England captain Michael Vaughan has suffered no adverse reaction from his knee operation and is confident of stepping on the plane for India next month.
Vaughan was speaking at Headingley where it was revealed that Yorkshire and Leeds CFAC, who own the football ground, had entered into a new partnership agreement with Leeds Metropolitan University with the complex now becoming the Headingley Carnegie Stadium.
Vaughan, who flew home from Pakistan before the start of the one-day series, said his knee had been cleaned out and he was moving much better.
"The real test will come when I start running, twisting and turning," he said.
The new Headingley deal announced yesterday is over ten years with the option of a further five years and Leeds Met's financial involvement has been a major factor in cementing the purchase of the freehold of the cricket ground by Yorkshire from Leeds CFAC. It is now the intention to make both the rugby and cricket stadia among the best in world sport.
"As a present Yorkshire player and the England captain it was a bitter blow to arrive back home from Pakistan on December 3 to find that Headingley might not keep its international status," said Vaughan.
"But then to hear that Yorkshire had bought the ground and that Test cricket was guaranteed for 15 years was the right way to end 2005 and the England players will be delighted that Ashes cricket will continue at Headingley."
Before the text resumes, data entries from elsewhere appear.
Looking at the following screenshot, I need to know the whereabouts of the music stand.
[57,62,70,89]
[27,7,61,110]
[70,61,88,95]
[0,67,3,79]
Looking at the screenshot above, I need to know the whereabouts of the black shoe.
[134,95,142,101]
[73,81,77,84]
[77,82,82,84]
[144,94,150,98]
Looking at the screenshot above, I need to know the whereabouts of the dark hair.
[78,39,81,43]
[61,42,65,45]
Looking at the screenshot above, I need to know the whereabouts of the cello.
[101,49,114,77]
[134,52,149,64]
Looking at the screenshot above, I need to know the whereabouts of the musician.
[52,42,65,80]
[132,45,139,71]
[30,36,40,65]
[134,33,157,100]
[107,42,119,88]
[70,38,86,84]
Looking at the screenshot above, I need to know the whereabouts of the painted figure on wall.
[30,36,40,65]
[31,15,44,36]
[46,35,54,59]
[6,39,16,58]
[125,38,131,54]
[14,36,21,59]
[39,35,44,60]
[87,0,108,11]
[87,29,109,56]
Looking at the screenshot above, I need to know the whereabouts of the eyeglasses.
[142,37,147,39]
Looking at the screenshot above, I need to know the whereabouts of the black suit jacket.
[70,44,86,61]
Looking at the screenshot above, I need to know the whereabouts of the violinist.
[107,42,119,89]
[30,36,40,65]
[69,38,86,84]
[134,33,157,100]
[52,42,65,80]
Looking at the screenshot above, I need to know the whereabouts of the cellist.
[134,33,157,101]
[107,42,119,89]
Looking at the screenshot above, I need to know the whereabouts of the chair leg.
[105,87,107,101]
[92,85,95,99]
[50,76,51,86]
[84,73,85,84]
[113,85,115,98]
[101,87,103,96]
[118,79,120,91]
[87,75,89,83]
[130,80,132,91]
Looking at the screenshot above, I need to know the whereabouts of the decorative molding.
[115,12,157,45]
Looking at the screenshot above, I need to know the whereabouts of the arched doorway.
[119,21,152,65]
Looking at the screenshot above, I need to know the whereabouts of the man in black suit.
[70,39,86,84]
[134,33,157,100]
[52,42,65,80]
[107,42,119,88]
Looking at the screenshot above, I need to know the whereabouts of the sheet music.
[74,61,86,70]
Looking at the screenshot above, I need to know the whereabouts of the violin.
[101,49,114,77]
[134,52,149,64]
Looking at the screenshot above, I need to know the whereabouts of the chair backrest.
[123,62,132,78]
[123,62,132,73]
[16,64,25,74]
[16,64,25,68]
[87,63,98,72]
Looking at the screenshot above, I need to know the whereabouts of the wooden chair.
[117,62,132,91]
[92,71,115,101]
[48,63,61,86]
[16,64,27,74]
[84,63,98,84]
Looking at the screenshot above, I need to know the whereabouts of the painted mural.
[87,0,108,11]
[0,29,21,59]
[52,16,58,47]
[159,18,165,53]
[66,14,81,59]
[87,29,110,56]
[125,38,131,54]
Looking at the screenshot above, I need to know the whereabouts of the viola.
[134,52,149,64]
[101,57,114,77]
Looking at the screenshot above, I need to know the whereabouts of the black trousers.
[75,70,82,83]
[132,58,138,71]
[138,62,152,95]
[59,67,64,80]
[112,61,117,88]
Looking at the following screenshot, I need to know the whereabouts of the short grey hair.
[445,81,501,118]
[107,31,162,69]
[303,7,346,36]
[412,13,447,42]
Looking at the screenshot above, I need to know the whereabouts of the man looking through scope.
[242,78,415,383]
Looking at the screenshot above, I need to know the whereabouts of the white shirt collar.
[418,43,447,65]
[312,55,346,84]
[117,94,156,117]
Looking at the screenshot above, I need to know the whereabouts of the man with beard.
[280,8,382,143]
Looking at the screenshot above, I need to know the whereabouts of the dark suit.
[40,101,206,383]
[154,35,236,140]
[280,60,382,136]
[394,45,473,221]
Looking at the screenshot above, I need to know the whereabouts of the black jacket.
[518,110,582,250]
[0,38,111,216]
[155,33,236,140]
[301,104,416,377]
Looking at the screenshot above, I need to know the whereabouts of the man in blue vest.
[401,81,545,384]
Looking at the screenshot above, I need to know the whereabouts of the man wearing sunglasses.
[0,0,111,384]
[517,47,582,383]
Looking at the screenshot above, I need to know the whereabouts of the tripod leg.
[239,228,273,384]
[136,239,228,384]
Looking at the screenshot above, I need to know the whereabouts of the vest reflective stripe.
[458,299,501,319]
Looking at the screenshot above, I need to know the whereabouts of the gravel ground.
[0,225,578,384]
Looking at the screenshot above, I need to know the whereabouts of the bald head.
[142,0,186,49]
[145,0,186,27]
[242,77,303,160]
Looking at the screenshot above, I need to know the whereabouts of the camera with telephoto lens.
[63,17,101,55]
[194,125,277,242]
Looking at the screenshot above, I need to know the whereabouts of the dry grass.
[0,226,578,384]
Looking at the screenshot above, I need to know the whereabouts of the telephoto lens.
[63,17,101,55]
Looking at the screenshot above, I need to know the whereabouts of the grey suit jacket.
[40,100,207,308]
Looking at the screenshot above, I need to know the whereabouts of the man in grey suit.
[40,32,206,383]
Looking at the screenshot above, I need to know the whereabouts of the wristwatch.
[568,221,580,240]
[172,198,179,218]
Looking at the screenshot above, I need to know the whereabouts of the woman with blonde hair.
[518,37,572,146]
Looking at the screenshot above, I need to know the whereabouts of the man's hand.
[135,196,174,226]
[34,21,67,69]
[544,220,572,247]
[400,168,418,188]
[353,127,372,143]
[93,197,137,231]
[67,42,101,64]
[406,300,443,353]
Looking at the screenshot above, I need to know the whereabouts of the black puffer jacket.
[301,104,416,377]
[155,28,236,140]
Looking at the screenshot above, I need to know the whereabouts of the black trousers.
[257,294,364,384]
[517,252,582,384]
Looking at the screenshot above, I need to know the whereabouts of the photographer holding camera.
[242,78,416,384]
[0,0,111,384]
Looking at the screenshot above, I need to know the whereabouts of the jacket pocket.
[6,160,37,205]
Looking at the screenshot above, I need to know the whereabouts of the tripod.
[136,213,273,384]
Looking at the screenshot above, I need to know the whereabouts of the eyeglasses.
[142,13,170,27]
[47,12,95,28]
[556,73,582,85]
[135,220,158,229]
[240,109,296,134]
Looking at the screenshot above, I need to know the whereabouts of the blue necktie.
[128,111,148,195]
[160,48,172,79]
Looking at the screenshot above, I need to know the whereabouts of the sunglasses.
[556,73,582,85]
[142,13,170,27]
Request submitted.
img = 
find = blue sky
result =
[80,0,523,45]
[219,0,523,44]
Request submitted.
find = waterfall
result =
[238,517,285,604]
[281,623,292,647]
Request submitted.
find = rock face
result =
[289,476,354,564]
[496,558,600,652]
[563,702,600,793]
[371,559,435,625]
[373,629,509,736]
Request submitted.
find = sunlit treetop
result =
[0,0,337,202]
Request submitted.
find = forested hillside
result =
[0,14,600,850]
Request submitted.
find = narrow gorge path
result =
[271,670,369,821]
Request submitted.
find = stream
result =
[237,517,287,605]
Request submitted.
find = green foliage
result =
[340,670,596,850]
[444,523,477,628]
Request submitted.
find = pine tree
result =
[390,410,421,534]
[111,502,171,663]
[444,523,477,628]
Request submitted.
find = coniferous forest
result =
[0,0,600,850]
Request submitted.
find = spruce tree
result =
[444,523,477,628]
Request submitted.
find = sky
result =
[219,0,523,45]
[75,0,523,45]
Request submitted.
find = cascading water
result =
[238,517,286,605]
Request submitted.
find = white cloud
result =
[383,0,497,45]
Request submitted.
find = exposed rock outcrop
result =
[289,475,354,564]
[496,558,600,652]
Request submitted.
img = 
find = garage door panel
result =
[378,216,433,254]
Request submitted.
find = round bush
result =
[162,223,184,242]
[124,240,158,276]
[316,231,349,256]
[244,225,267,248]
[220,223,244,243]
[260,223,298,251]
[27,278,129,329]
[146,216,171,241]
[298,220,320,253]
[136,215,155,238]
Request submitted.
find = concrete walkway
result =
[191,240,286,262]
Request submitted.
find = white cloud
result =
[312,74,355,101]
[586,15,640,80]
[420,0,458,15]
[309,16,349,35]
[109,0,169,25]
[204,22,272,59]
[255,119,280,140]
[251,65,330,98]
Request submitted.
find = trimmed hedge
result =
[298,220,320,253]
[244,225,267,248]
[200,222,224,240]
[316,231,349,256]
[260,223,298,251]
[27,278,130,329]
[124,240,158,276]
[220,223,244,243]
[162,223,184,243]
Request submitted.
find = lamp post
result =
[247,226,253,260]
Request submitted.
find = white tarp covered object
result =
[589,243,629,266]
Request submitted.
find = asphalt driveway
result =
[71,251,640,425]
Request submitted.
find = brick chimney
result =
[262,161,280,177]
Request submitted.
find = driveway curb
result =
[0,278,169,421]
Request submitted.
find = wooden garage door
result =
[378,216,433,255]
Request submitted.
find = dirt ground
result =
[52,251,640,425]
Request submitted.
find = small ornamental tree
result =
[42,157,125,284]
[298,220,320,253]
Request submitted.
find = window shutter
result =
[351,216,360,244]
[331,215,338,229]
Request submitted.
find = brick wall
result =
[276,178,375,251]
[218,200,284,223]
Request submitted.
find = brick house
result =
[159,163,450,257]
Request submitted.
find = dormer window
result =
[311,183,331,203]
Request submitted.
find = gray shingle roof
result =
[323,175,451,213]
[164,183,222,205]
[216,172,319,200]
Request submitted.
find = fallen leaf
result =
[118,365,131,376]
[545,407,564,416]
Former athletics star, Brendan Foster, Chancellor of Leeds Metropolitan University, said the Headingley ground deal was a fantastic example of a sporting partnership taking place off the field.
The ambition had been to relocate part of the Carnegie faculty to Headingley and the plan had flourished.
Foster said that there had been a danger that Headingley would lose Test cricket. "Thank God that people saw sense and that Yorkshire's purchase of the ground went through, so saving Test cricket for Yorkshire and the north of England," he said.
"Sporting partnerships are the future of sport and they need to push forward. Headingley is a theatre of sporting dreams but we have to move on and I would like to see it turned into a dream factory, a place where dreams can be turned into reality."
Yorkshire chairman Robin Smith said the Carnegie stand, which was currently being erected on the rugby side, was both a viewing area for rugby and a college for Leeds Met.
The north-south stand, which rugby and cricket share, was built in the 1930s and was now "shot through" and needed replacing. Talks were going on with several organisations, including Sport England, and the aim was for Yorkshire and Leeds CFAC to build a new stand with a tunnel down the middle with cricket on one side and rugby on the other.
The new stand would provide Yorkshire with 3,000 additional seats, taking the capacity to 20,000 and putting it into the mainstream of big grounds.
The third and final stage of Yorkshire's development will be a new pavilion and media centre at the Kirkstall Lane end of the ground and Smith said this would be similar in design to the Melbourne Cricket Ground.
"This is the dawn of a new era and I don't know of any other sporting arrangement of three equal partners," said Smith.